I keep being reminded by people, by the universe, that I'm really hard on myself, and it's not a good thing. I was reflecting on what need that fulfilled--being hard on myself--and I think a large part of it is protective, counterintuitive as that may be. You see, as bad as ripping myself apart may be, it pales in comparison, in my mind, to other people criticising me. We're not talking about little pointers, which are fine, but the idea of someone really laying into me about all my problems...you know, actually it doesn't seem so bad, now that I think about it.
Anyways, if I preemptively tear myself down, there's nothing for other people to do. I suppose it's like being surrounded by some menacing thugs who are about to beat me up and responding by beating myself up. They will probably just leave me to it, as long as I'm really going at it. And then at least I'm in control. I can avoid the really tender areas. I don't have to worry about something really bad happening to me, as long as I'm hurting myself somewhat.
Makes me think of this scene from Fight Club: (just the first 10 seconds or so from where this link cuts in:
https://youtu.be/eCKRI2wEw7I?t=1m43s
(though I found this scene first, which is also similar):
To be clear, I'm not saying I think this is a bright idea. But that seems to be much of the subconscious impetus.
The other element has more to do with self-love. And by that, I guess I mean self-appreciation. Self-worth. Unconditional acceptance. And not being able to do that so well. At the root of it is the question: am I loved and accepted, as I am? Even with all the parts of me that I think are not so great. The parts that go on Netflix binges and procrastinate my most important actions. The lazy parts, the callous parts.
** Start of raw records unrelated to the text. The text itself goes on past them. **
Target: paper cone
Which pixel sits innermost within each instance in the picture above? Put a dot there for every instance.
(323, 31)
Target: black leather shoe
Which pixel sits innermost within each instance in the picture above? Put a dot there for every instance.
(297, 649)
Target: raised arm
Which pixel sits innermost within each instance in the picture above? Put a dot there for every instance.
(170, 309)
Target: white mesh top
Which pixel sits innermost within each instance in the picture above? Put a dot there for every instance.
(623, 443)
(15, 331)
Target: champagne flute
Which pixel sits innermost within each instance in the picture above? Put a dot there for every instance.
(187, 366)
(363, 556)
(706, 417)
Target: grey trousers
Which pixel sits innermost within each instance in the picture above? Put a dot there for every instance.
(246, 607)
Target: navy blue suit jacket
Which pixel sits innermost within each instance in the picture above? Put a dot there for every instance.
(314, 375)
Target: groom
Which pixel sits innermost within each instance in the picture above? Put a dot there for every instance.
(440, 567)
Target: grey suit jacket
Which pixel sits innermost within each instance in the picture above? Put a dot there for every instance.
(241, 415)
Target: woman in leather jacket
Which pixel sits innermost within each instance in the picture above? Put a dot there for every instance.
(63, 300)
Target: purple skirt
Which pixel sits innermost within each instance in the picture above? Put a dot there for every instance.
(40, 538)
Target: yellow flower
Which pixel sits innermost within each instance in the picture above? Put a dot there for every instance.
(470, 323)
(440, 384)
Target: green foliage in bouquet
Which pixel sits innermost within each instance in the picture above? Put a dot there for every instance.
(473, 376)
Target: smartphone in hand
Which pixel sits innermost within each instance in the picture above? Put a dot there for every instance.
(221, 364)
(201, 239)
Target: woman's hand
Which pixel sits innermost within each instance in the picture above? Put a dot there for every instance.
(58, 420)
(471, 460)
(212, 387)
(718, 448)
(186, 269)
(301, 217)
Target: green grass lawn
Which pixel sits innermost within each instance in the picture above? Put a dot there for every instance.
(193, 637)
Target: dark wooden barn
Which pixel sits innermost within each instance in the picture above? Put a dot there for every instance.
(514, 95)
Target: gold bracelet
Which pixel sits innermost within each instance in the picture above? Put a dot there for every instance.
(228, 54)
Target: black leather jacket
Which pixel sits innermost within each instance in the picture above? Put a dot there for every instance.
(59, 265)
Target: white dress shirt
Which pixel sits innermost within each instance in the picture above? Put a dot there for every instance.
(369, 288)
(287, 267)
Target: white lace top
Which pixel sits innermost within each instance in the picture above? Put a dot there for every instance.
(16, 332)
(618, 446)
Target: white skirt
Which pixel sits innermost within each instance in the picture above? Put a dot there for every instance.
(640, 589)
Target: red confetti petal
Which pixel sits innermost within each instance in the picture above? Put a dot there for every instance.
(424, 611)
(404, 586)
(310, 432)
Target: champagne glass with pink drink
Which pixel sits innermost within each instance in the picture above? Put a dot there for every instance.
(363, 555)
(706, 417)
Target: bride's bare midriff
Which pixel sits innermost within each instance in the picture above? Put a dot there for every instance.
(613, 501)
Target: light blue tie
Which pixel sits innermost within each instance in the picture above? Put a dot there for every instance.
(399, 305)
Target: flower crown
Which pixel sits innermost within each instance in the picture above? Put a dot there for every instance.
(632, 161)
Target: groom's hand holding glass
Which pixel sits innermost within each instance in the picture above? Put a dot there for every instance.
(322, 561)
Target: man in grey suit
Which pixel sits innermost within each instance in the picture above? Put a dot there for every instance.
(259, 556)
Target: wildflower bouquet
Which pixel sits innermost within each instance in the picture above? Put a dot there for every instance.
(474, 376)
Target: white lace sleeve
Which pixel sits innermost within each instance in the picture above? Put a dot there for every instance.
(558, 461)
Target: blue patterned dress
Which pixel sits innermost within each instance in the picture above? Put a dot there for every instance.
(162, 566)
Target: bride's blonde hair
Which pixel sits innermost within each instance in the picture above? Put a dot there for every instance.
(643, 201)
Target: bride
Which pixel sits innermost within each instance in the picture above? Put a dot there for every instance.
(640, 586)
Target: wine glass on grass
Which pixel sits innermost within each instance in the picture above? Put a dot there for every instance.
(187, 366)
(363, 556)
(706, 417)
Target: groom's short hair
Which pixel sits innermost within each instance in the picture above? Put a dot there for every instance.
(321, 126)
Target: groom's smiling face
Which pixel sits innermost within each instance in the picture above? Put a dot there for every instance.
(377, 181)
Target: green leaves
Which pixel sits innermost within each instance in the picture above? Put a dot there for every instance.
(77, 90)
Intellectually, I am clear that the universe, or God, as I call it, does indeed love each of us unconditionally, totally. But... on a heart level, a felt level... well, I don't feel that way. How does one change that? It's not something that can be answered intellectually, perhaps. I have to find it, feel it out, within myself.
It's like being blind in a room with an exit somewhere. I can intellectually think about what I've been told, for exiting the room. But ultimately the best that can do is give me strategies to try, or directions to try. Straight up directions won't necessarily work since I don't know what direction I'm facing. I have to start walking around, bumping into stuff, getting the feel of the layout. Maybe then some of what I've heard will make sense, "Oh, that's the chair they were talking about. That's the fridge. I guess I'm in the south west corner, I need to head left then?" And I can eventually feel out the door and step through it. Like that, I've got to feel around in my own heart and experience for what radical self-acceptance and compassion and forgiveness feels like.
But it's clearly important. So I guess I'll focus on that until I've got the hang of it.